Komandan Pusat Polisi Militer TNI, Yusri Nuryanto, mengungkapkan bahwa penyerahan para terduga pelaku dilakukan oleh tim BAIS TNI.
“Tadi pagi saya telah menerima dari Dantim BAIS TNI 4 orang yang diduga tersangka melakukan kegiatan penganiayaan terhadap saudara Andrie Yunus,” ujar Yusri dalam jumpa pers di Mabes TNI, Jakarta, Rabu (18/3/2026).
Baca juga : 4 Pelaku Penyiraman Air Keras Aktivis KontraS Andrie Yunus
Keempat oknum TNI tersebut saat ini ditahan di Puspom TNI untuk proses hukum lebih lanjut.
“Ini sekarang yang diduga 4 tersangka sudah kita amankan di Puspom TNI untuk dilakukan pendalaman ke tingkat penyidikan,” tegas Yusri.

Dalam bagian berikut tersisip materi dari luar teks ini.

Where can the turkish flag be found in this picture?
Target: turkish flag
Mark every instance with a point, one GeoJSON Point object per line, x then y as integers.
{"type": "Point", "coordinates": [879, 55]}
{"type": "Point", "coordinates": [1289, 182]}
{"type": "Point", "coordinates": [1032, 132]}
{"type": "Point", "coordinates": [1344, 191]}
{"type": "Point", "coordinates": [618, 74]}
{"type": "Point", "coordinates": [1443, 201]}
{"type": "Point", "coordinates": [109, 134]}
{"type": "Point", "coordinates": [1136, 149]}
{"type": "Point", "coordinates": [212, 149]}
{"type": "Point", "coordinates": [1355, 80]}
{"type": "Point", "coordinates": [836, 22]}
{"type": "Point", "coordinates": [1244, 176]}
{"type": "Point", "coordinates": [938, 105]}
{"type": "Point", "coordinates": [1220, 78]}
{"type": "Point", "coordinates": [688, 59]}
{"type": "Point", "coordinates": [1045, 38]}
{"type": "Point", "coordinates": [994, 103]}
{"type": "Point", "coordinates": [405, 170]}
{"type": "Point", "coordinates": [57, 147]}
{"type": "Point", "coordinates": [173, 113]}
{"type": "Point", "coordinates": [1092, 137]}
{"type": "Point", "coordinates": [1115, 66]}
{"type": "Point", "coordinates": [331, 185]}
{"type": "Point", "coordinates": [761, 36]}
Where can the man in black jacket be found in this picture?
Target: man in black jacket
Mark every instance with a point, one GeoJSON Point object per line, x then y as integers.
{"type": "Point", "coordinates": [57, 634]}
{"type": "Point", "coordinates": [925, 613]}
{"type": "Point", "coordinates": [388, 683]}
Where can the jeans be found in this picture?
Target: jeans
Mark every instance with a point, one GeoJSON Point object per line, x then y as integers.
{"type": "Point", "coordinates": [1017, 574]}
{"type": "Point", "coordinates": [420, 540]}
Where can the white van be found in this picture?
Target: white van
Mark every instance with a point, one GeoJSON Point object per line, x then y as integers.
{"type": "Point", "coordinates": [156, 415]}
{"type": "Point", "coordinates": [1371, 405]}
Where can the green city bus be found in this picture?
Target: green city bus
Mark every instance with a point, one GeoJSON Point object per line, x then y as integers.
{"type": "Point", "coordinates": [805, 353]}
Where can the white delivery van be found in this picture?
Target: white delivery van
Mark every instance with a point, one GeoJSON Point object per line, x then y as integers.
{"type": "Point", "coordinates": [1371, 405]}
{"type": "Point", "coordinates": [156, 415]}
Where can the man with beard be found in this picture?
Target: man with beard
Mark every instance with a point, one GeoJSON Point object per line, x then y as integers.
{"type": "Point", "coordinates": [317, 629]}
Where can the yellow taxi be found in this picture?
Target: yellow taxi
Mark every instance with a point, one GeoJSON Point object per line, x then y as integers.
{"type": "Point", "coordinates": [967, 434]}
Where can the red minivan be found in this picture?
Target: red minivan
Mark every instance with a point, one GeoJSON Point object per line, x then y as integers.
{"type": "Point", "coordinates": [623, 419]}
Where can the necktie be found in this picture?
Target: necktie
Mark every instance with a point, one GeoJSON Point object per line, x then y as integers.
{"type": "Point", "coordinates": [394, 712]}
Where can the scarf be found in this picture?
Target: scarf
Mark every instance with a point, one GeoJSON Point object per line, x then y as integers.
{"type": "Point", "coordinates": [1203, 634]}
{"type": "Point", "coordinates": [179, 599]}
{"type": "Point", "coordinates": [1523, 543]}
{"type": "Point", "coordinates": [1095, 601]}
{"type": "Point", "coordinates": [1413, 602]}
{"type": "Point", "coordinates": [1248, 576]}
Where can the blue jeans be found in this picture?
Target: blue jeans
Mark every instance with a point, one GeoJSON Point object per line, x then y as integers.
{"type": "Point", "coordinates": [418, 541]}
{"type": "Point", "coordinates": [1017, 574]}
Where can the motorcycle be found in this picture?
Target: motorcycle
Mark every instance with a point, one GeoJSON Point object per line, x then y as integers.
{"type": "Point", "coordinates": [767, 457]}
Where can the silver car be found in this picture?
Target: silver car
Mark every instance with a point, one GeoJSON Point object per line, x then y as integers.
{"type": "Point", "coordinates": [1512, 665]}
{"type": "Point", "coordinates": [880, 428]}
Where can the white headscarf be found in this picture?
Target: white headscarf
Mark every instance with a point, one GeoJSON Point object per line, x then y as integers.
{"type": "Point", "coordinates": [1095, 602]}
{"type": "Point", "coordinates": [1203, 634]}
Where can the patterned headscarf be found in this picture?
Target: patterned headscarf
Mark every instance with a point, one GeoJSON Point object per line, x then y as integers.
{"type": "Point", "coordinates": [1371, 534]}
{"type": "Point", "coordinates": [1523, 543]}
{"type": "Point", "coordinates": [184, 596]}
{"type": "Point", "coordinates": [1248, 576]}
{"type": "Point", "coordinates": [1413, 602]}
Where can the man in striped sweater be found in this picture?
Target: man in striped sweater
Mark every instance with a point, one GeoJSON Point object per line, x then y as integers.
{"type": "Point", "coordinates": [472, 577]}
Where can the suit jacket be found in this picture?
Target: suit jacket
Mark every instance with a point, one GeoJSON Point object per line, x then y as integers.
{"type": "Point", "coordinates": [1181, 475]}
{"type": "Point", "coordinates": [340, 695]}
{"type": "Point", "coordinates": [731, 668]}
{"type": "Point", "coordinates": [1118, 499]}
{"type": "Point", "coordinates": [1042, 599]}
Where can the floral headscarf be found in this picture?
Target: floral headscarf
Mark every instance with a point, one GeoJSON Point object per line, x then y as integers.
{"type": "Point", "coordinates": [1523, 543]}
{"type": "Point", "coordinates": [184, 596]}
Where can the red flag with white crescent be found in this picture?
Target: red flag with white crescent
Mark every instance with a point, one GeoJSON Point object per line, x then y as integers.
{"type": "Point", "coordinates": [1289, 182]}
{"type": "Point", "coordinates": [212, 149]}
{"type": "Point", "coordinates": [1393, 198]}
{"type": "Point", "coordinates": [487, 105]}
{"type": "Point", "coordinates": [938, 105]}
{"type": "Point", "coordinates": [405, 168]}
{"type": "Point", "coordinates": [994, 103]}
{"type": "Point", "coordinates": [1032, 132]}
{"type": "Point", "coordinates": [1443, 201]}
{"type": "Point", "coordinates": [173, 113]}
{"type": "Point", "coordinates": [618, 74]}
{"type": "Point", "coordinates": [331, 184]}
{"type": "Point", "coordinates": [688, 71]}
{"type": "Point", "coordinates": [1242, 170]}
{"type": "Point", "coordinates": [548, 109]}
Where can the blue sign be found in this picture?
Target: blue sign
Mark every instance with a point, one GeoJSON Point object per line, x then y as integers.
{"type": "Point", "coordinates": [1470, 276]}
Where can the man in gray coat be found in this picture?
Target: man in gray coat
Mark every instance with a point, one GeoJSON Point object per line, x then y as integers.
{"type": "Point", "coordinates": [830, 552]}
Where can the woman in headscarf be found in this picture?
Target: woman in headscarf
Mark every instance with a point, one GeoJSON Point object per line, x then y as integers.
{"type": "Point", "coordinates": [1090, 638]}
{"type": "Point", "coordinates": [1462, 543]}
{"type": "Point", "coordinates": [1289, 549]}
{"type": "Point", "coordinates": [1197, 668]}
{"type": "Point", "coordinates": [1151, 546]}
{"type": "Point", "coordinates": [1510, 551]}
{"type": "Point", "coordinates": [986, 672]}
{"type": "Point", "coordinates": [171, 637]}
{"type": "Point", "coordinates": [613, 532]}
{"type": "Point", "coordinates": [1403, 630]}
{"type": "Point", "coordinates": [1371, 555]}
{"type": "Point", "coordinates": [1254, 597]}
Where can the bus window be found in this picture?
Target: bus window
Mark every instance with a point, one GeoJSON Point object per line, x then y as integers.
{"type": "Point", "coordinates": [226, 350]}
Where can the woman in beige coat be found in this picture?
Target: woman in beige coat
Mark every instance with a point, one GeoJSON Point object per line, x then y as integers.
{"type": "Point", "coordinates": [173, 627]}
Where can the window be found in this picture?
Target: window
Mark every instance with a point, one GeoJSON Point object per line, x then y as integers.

Pihak TNI memastikan kasus ini akan diproses secara serius dan transparan.
4 Anggota TNI Dijerat Pasal Penganiayaan
Dalam kasus ini, para tersangka dijerat dengan pasal penganiayaan sebagaimana diatur dalam Undang-Undang Nomor 1 Tahun 2023 tentang KUHP.
“Pasal yang dikenakan kepada 4 terduga pelaku sementara kita menerapkan Pasal 467 KUHP UU Nomor 1 Tahun 2023… ancaman hukumannya ada yang 4 tahun hingga 7 tahun,” jelas Yusri.
Motif Masih Didalami
Hingga saat ini, motif di balik aksi penyiraman air keras terhadap Andrie Yunus masih dalam proses pendalaman oleh penyidik militer.
Kasus ini menjadi sorotan publik karena melibatkan aparat dan menyasar seorang aktivis HAM.
Sorotan Publik dan Desakan Transparansi
Kasus kekerasan terhadap aktivis kembali memicu perhatian luas dari masyarakat. Banyak pihak mendesak agar proses hukum dilakukan secara terbuka dan akuntabel.
Sebagai lembaga yang selama ini vokal dalam isu hak asasi manusia, KontraS dikenal aktif mengkritisi berbagai kebijakan dan pelanggaran HAM di Indonesia.
Kasus ini menjadi ujian serius bagi penegakan hukum di internal militer. Publik kini menanti langkah tegas dan transparan agar keadilan benar-benar ditegakkan, tanpa pandang bulu.
Noesantaranews akan terus mengawal perkembangan kasus ini hingga tuntas.